Sur le fil ténu de son existence, à mi-chemin d'un parcours sans limite, l'acrobate joue de son déséquilibre.
De fins pinceaux de lumière froide s'agrippent à ses certitudes.
Avançant d'un pas, et le balancier au creux de ses paumes, comme un point d'ancrage, il sent l'attirance d'un objet visible de lui seul.
Cet objet est-il... devant ? ou derrière ? A côté, ici ou là ? Au dessus, en bas ? Est-ce lui qui tend ce halo de lumière accroché au coeur, au goût de tendresse ? N'est-ce pas celui qui crie au danger ? ou encore celui qui, de la tristesse, marque l'empreinte horrible d'une envie de tomber ?
L'acrobate serre,contre lui, le balancier. Le vertige l'atteint, le froid l'envahit. Tiraillé par ci, par là, son appel à vivre jaillit dans son cri, et mille cris, d'une même voix, emplissent sa tête.
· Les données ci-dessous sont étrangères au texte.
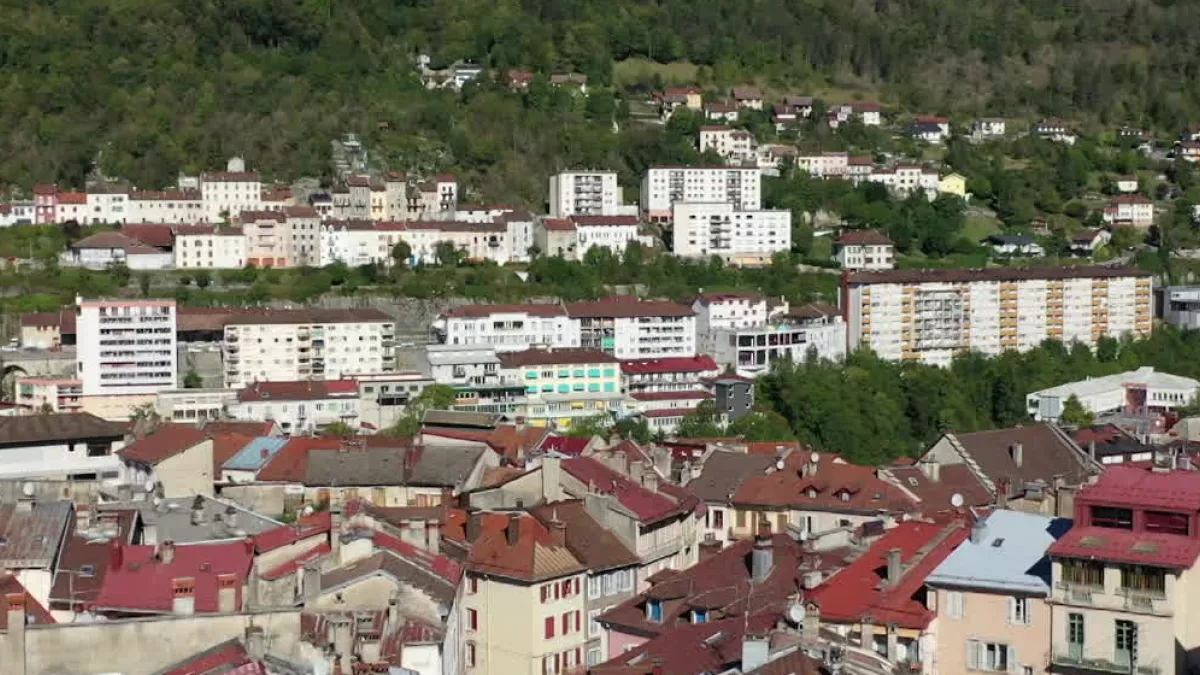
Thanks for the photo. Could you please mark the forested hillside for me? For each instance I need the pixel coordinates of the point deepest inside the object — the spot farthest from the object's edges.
(167, 84)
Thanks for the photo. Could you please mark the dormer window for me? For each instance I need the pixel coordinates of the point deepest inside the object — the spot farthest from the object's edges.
(654, 610)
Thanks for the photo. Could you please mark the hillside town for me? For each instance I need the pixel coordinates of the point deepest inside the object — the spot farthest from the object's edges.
(311, 489)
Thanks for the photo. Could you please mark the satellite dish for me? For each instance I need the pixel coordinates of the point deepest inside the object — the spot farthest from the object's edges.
(797, 613)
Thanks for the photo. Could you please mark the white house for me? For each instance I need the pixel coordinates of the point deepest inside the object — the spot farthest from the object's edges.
(1137, 392)
(864, 250)
(663, 186)
(733, 144)
(300, 407)
(741, 237)
(209, 246)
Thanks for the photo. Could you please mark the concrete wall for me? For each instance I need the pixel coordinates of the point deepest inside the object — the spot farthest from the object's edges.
(124, 646)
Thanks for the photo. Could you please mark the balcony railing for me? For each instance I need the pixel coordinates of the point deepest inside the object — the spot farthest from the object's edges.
(1073, 658)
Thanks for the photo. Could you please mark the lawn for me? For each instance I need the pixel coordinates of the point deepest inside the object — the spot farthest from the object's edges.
(634, 70)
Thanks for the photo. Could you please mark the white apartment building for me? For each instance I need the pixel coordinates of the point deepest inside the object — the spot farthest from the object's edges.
(300, 407)
(294, 345)
(354, 243)
(226, 195)
(585, 193)
(125, 347)
(505, 327)
(814, 329)
(906, 179)
(733, 144)
(630, 328)
(1131, 209)
(705, 230)
(864, 249)
(209, 246)
(108, 204)
(825, 165)
(934, 315)
(1137, 392)
(178, 207)
(664, 186)
(726, 311)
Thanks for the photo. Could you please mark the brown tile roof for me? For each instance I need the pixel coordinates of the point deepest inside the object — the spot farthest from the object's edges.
(834, 485)
(863, 237)
(724, 472)
(997, 274)
(568, 356)
(41, 429)
(163, 443)
(1047, 453)
(481, 311)
(627, 306)
(35, 613)
(517, 547)
(591, 543)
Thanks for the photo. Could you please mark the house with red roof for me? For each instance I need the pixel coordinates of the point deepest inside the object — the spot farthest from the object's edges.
(879, 599)
(1117, 575)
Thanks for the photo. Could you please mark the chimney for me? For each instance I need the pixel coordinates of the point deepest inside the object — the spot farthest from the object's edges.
(117, 557)
(311, 580)
(514, 530)
(198, 511)
(184, 593)
(931, 469)
(256, 643)
(167, 553)
(762, 556)
(894, 567)
(755, 651)
(557, 531)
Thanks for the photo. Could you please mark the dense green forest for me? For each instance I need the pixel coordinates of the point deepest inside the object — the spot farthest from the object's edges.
(874, 411)
(153, 87)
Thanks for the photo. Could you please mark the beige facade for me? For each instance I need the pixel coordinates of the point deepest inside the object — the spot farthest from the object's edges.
(509, 631)
(973, 621)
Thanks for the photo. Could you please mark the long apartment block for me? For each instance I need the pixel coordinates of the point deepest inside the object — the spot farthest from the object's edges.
(931, 316)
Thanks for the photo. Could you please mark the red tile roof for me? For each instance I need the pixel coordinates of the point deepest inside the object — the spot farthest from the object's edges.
(701, 363)
(157, 236)
(303, 529)
(861, 590)
(11, 586)
(647, 505)
(139, 581)
(166, 442)
(863, 237)
(483, 311)
(303, 390)
(835, 485)
(627, 306)
(1122, 545)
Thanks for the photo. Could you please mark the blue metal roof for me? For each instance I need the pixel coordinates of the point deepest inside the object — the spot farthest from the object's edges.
(1011, 556)
(256, 454)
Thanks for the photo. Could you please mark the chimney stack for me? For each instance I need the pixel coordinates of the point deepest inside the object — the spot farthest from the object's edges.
(762, 556)
(894, 567)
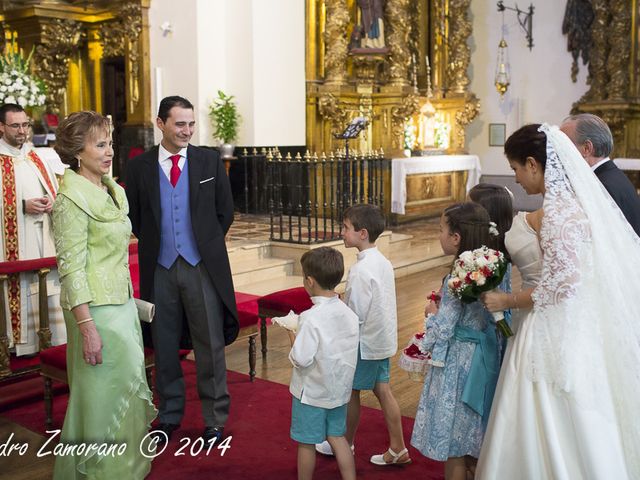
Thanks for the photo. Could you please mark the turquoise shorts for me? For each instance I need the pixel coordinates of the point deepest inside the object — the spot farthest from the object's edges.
(314, 424)
(370, 372)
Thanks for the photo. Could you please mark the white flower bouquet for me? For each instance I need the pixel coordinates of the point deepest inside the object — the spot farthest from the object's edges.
(17, 85)
(478, 271)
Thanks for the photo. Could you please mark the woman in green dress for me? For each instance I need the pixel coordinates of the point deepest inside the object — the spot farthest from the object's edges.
(110, 405)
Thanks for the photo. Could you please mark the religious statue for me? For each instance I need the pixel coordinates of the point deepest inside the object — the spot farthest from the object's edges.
(427, 126)
(371, 29)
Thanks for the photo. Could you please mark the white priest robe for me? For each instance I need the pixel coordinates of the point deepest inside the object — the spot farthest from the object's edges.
(26, 237)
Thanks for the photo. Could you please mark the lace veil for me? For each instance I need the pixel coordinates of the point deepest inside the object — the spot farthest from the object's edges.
(587, 328)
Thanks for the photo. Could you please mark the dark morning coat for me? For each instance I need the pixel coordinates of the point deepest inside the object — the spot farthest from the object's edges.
(622, 191)
(211, 206)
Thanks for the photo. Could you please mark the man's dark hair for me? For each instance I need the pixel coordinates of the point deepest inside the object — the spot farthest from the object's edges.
(9, 107)
(168, 103)
(325, 265)
(367, 216)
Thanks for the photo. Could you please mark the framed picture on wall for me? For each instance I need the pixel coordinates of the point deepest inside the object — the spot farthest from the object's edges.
(497, 134)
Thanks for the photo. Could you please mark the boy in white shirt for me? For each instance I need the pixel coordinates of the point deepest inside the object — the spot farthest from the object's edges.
(324, 355)
(371, 294)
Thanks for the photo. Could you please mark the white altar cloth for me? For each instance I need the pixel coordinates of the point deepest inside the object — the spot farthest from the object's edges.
(401, 167)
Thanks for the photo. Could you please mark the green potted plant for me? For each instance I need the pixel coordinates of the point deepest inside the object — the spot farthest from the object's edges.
(225, 120)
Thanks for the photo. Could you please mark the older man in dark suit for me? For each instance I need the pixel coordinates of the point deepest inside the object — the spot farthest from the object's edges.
(592, 137)
(180, 206)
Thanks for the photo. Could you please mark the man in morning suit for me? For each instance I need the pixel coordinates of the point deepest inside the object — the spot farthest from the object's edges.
(180, 206)
(591, 135)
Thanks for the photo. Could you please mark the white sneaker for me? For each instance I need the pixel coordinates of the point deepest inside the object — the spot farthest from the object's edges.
(325, 448)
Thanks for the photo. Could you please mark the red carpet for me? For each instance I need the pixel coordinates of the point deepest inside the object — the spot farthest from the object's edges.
(260, 448)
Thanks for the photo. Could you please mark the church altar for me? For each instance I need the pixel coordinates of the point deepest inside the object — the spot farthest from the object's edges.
(421, 185)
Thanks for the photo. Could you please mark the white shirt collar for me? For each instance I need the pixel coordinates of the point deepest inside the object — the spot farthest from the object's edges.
(164, 154)
(366, 252)
(604, 160)
(13, 151)
(322, 299)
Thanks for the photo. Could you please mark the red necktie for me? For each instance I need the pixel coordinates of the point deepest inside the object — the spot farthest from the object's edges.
(174, 173)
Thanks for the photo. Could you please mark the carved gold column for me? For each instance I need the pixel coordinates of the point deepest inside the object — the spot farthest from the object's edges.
(463, 118)
(335, 38)
(618, 64)
(120, 39)
(599, 51)
(60, 39)
(459, 54)
(613, 75)
(398, 41)
(409, 106)
(439, 35)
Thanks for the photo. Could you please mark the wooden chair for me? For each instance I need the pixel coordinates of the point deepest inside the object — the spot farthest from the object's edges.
(53, 366)
(278, 304)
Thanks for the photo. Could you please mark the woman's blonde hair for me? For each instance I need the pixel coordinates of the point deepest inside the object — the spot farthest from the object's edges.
(74, 131)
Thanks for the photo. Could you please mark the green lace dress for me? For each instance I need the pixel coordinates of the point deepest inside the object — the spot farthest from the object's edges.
(110, 405)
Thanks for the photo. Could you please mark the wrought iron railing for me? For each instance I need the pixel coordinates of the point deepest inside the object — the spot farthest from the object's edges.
(306, 194)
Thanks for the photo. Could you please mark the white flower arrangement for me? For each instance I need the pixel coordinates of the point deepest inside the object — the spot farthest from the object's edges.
(17, 85)
(442, 134)
(409, 134)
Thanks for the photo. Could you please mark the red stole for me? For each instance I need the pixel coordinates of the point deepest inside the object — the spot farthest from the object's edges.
(10, 231)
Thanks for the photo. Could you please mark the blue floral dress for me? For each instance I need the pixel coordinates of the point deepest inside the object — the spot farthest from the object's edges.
(455, 404)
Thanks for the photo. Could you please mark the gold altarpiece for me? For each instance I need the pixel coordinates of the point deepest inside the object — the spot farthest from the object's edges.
(73, 42)
(389, 85)
(344, 82)
(614, 74)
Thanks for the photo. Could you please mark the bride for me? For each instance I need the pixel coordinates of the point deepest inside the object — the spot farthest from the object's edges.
(569, 389)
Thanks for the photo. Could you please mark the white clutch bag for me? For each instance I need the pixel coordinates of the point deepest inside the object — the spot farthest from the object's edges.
(146, 310)
(290, 322)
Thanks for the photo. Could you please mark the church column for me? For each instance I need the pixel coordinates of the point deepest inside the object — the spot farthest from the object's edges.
(335, 37)
(398, 40)
(459, 53)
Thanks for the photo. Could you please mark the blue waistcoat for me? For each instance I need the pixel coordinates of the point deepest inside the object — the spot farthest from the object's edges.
(176, 232)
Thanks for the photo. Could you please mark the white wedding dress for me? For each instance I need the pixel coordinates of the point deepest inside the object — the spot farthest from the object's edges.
(567, 401)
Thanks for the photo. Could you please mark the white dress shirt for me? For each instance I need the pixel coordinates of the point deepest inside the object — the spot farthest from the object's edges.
(164, 157)
(325, 354)
(604, 160)
(371, 293)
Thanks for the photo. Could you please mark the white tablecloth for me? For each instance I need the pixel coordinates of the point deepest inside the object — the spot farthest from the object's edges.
(401, 167)
(627, 163)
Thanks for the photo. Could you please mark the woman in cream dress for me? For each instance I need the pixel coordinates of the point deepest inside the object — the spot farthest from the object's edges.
(567, 398)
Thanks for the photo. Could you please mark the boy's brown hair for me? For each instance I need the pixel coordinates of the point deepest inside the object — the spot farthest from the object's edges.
(325, 265)
(368, 217)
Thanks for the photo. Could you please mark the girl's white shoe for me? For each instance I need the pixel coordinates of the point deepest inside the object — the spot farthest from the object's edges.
(395, 458)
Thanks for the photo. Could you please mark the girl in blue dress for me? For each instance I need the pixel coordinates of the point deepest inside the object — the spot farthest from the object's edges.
(498, 202)
(459, 386)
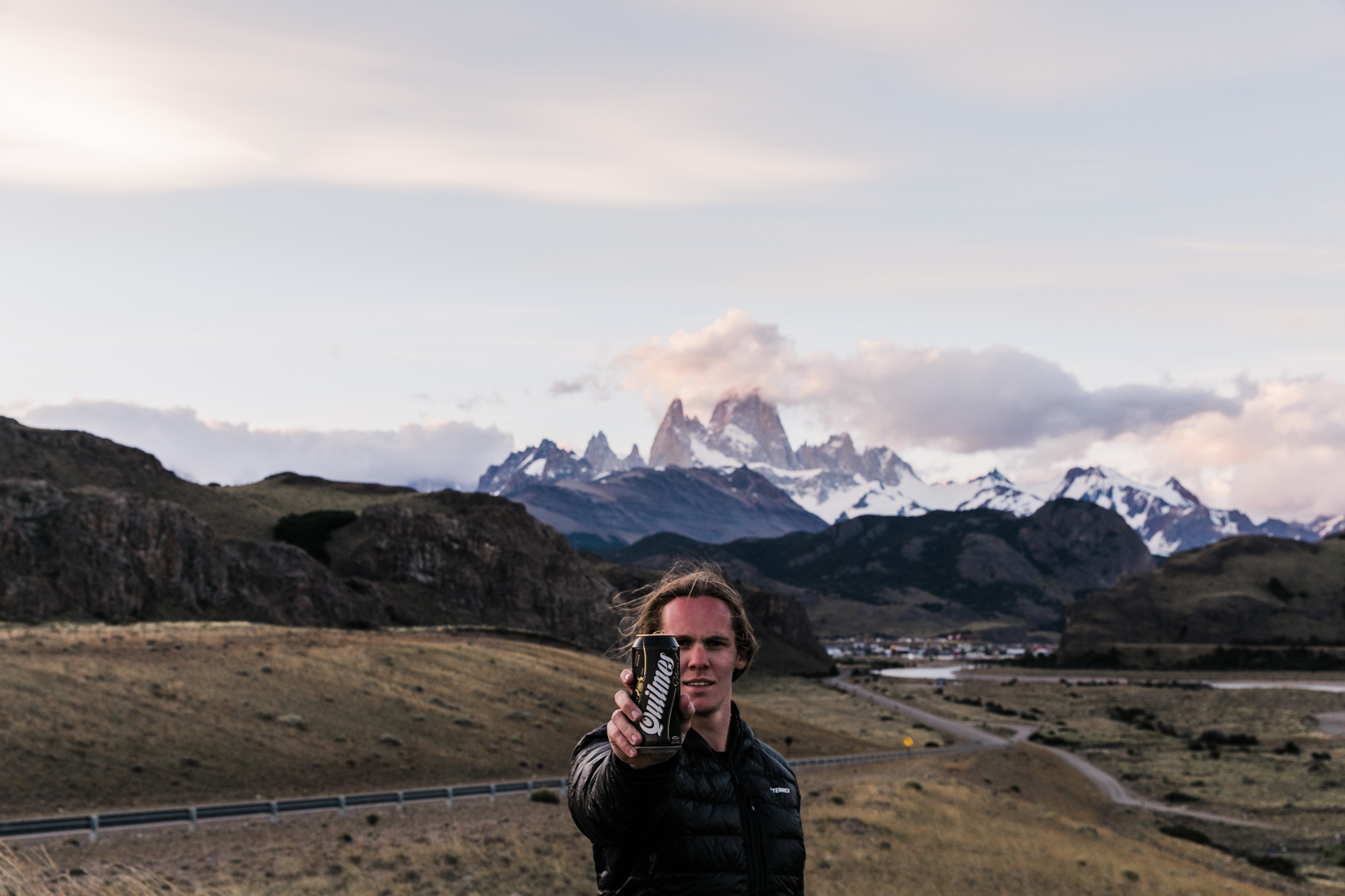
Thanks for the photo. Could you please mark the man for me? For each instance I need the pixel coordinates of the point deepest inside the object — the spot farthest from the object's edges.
(722, 815)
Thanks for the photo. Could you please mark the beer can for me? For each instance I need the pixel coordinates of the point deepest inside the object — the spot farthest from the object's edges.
(657, 662)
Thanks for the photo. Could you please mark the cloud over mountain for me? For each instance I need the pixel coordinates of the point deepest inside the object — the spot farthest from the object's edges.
(960, 400)
(428, 456)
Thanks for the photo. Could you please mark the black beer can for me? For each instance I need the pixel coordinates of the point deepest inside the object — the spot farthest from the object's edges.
(657, 662)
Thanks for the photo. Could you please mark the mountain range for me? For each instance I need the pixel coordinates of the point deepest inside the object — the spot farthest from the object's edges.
(1247, 602)
(601, 499)
(980, 571)
(91, 529)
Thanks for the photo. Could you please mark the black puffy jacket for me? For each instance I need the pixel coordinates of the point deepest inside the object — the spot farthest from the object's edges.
(701, 822)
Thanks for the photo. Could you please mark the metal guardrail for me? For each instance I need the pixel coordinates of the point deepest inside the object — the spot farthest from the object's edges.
(192, 815)
(275, 809)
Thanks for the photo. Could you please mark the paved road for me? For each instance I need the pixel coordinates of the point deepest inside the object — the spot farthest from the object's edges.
(1113, 788)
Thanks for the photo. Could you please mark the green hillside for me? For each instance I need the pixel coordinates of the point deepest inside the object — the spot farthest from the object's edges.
(1245, 594)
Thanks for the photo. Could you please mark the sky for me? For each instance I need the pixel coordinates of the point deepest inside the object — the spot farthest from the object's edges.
(397, 241)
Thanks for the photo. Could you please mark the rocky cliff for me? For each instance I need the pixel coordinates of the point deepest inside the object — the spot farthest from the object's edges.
(1249, 591)
(782, 624)
(110, 555)
(450, 559)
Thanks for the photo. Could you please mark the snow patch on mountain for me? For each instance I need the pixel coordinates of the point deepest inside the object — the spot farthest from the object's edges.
(836, 482)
Ce faisceau sonore vers sa détresse converge, brisant en morceaux, faisant voler en éclats les lumières menteuses, mirages offerts à son vain espoir.
Il avance d'un pas, puis d'un autre encore, assurant son corps sur sable mouvant pour rejoindre ceux qui de leur pas lent, s'avancent pour ne plus faire avec lui qu'un seul cri de vie.
Vous demanderais-je d'aller voir le film de M. Haneke : " Caché " , du vrai cinéma qui en dit long sur chacun d'entre nous.